Furthermore, the Commission expects the budget deficit to reach 3.5% of GDP this year, down by 0.1 percentage points against the previous forecast of 3.6%.
The structural budget deficit will reach 3.9% in 2017 and 4% in 2018.
Despite the strong GDP growth, the debt-to-GDP ratio will grow from 38% of GDP in 2015 to 40.9% in 2018.
The unitary wage draft bill involves a significant risk for tax estimates, with a possible impact of minus 2% of GDP in 2018,” the report reads.
The additional tax incentives planned in 2017 will continue to stimulate domestic demand, but growth is projected to slow down with the dissipation of their temporary effects. As a result, growth will continue to be sustained by consumption, driven by tax cuts and wage and pension increases. Investments will have a modest contribution to growth given the implementation of EU funded projects, the EC report reads.
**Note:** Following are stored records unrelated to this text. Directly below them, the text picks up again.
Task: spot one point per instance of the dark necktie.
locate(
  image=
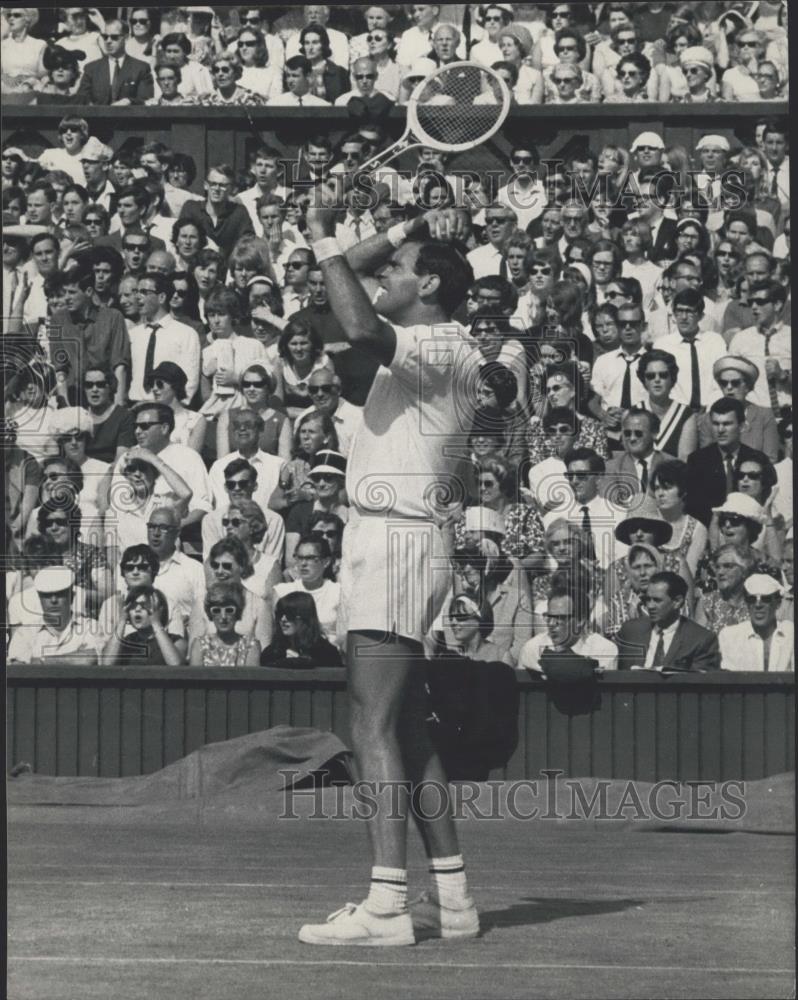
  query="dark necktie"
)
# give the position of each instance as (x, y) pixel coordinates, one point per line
(626, 389)
(773, 391)
(728, 462)
(149, 358)
(695, 377)
(659, 652)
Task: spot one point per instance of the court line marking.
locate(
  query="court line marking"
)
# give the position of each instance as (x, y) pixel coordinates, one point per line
(333, 885)
(113, 960)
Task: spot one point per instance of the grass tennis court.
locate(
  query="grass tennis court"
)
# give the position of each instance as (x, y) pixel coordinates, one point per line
(132, 904)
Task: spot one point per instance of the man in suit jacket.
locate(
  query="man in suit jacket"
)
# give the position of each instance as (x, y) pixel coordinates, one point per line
(638, 460)
(711, 470)
(118, 79)
(666, 640)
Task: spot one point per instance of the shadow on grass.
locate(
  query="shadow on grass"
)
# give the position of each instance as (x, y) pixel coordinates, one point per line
(539, 910)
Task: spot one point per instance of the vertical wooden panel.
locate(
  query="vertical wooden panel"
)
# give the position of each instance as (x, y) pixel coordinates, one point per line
(174, 724)
(46, 731)
(88, 731)
(196, 734)
(557, 743)
(581, 764)
(189, 138)
(534, 735)
(753, 735)
(775, 733)
(25, 721)
(216, 723)
(67, 721)
(259, 709)
(110, 762)
(153, 729)
(601, 735)
(300, 707)
(130, 744)
(623, 734)
(238, 713)
(709, 735)
(688, 744)
(645, 723)
(731, 735)
(667, 763)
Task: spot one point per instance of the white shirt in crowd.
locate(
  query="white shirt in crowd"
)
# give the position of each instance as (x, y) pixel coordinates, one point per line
(175, 342)
(589, 644)
(741, 648)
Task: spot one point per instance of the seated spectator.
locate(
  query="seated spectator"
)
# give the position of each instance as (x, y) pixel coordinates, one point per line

With regard to annual average inflation, the European Commission expects the return to positive territory this year to 1.1% and to reach 3% in 2018.
Inflation will gradually return to 2.5% +/- 1 percentage point range of the National Bank due to strong domestic demand, to additional wage increases and additional incentives, the EC anticipates.
The main risk for prospects is the possibility of adopting new incentive measures to fuel domestic demand on short term, to the detriment of the sustainability of public finances.
The postponement or absence of structural reforms to boost competitiveness could have a negative effect on exports, thereby worsening the external balance, the Commission notes.
In April, the IMF improved its forecast on the Romanian economy’s growth to 4.2%, from the previously projected 3.8%, but the growth is still below the 5.2% anticipated by the government. For 2018, the IMF expects the GDP growth to reach 3.4%.
The government expects a budget deficit of 2.99% of GDP in 2017.